Intrinsic Dimension Estimation Using Wasserstein Distance

Authors: Adam Block, Zeyu Jia, Yury Polyanskiy, Alexander Rakhlin

JMLR 2022 | Venue PDF | Archive PDF | Plain Text | LLM Run Details

Reproducibility Variable Result LLM Response
Research Type Experimental As a demonstration, we sample images from MNIST in datasets of size ranging in powers of 2 from 32 to 2048, calculate the Wasserstein distance between these two samples, and plot the resulting trend. In the right plot, we pool all of the data to estimate the manifold distances, and then use these estimated distances to compute the Wasserstein distance between the empirical distributions. In order to better compare these two approaches, we also plot the residuals to the linear fit that we expect in the asymptotic regime. Looking at Figure 1, it is clear that we are not yet in the asymptotic regime if we simply use Euclidean distances; on the other hand, the trend using the manifold distances is much more clearly linear, suggesting that the slope of the best linear fit is meaningful.
Researcher Affiliation Academia Adam Block EMAIL Department of Mathematics Massachusetts Institute of Technology; Zeyu Jia EMAIL Department of Electrical Engineering and Computer Science Massachusetts Institute of Technology; Yury Polyanskiy EMAIL Department of Electrical Engineering and Computer Science Massachusetts Institute of Technology; Alexander Rakhlin EMAIL Department of Brain & Cognitive Sciences Statistics and Data Science Center Massachusetts Institute of Technology
Pseudocode No The paper describes the methods and estimators in prose and mathematical formulations, but does not include any clearly labeled 'Pseudocode' or 'Algorithm' blocks.

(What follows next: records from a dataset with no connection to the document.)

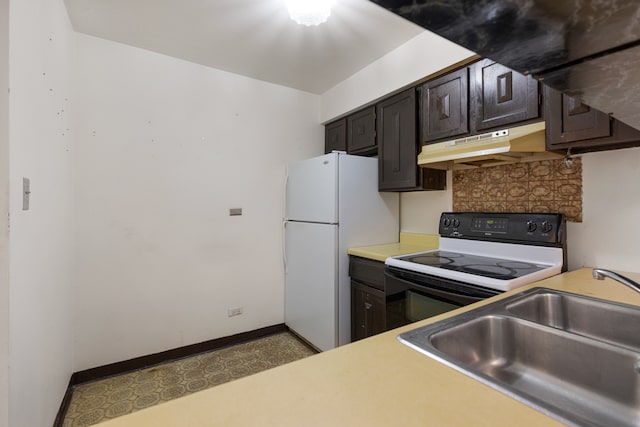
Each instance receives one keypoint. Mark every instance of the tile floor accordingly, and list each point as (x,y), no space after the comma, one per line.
(100,400)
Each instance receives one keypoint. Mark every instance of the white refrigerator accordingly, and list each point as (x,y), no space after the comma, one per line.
(332,203)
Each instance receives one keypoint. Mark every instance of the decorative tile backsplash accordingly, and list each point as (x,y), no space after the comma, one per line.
(542,186)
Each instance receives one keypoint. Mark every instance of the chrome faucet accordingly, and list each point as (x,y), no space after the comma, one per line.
(600,274)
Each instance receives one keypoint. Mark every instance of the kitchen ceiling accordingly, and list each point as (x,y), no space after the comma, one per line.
(254,38)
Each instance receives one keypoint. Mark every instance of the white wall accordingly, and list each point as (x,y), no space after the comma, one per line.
(4,211)
(420,210)
(41,239)
(165,148)
(608,236)
(421,56)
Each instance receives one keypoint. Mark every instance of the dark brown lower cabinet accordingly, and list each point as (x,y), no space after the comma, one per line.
(367,311)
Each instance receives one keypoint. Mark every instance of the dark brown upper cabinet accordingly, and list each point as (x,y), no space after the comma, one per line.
(397,126)
(500,96)
(361,132)
(573,125)
(445,106)
(335,136)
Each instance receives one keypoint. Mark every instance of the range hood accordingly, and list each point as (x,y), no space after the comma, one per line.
(587,49)
(515,145)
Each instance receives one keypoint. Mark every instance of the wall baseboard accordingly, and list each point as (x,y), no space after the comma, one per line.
(143,362)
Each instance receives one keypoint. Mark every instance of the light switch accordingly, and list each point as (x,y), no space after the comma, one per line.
(26,192)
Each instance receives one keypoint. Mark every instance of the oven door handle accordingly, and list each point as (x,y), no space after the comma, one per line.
(460,298)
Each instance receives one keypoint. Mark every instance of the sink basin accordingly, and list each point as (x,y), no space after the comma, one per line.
(603,320)
(561,353)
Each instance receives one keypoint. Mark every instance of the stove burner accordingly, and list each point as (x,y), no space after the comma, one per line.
(495,271)
(516,265)
(433,260)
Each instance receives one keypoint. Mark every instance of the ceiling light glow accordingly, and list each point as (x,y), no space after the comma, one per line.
(309,12)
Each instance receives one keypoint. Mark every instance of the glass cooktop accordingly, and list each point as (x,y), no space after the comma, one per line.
(494,268)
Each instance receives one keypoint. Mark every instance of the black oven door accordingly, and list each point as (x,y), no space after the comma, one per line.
(414,296)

Open Source Code No The paper does not contain any explicit statements about open-sourcing code or provide links to code repositories.

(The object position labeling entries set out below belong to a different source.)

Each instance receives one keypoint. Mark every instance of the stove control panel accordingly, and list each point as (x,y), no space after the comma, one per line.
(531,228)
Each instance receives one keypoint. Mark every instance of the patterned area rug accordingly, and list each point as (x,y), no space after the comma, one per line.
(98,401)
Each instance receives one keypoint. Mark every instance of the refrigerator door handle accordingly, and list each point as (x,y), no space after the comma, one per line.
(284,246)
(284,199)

Open Datasets Yes consider the case of images of the digit 7 (for example) from MNIST (Le Cun and Cortes, 2010).
Dataset Splits No The paper mentions sampling images from MNIST in datasets of various sizes for demonstration purposes but does not specify any training/testing/validation splits.
Hardware Specification No The paper does not provide any specific details about the hardware used for running experiments.

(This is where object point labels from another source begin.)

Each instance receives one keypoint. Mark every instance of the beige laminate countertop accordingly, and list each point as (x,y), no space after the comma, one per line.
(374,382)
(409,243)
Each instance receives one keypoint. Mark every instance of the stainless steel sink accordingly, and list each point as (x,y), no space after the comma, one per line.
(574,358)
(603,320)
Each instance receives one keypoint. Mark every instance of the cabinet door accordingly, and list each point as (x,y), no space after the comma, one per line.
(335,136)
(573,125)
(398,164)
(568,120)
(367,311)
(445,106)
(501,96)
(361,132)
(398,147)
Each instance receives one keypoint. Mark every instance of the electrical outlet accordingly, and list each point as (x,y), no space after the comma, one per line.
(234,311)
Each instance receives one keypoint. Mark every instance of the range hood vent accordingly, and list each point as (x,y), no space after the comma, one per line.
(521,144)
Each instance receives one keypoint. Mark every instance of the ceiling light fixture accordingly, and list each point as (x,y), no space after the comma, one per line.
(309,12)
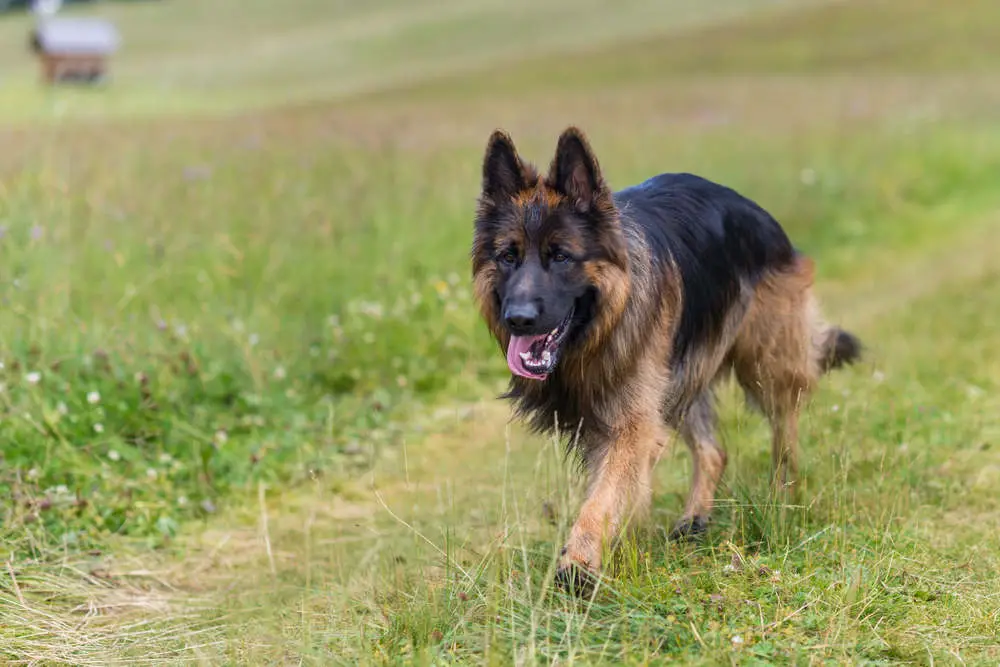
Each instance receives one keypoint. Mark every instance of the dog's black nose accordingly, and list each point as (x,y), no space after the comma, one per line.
(521,316)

Software Dependencies No The paper mentions the 'Sinkhorn algorithm (Cuturi, 2013)' for computing Wasserstein distances, but it does not specify any software names with version numbers for reproducibility.
Experiment Setup No The paper describes a demonstration using MNIST data to evaluate the behavior of the proposed dimension estimators. However, it does not provide specific experimental setup details such as hyperparameter values, training configurations, or system-level training settings.